I still think that sofware implementations should be tolerant and have proper flag settings enable licensed usage outside a legacy bitwise mess.

https://dnl.reibenschuh.info/Summary_of_the_OS2_fsType_field_across_a_corpus_of_shareware_fonts.pdf

#typst #pandoc #pdf #truetype #opentype #ttf #otf #fonts

@terefang74
"In open-source typography, the field is often unset even when licenses are explicit elsewhere"
Interesting.
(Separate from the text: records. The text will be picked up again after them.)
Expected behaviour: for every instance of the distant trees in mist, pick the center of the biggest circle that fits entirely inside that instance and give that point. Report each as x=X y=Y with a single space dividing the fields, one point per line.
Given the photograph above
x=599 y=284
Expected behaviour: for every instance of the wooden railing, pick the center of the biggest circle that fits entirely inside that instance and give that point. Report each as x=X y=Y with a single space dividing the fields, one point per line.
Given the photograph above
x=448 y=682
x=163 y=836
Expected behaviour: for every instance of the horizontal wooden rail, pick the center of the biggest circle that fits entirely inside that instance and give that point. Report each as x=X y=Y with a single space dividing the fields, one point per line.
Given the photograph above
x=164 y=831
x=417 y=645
This would perhaps be actionable?

@omikhleia probably not, because the license/copyright text as implemented in opentype is freetext, so usually nothing that would allow easy parsing upon.

also it becomes technically tricky if permissable licenses are provided outside the opentype specification, like a README/LICENSE file paired with fonts in a zip archive.

@terefang74 The license is indeed the authoritative legal document...
You are right that fsType field acting both as a hint of intent and enforcement mechanism is problematic -- but this does seem defective by design, as most technically-based enforcement systems... It's also very messy if the foundry disappears etc.

@omikhleia

observe that the specification was first created before the internet.

while you had different foundries, there were basically only three suppliers (MS, Apple, and Adobe).

a historical oversight that can still cause grief and opinions on both sides 35 years after.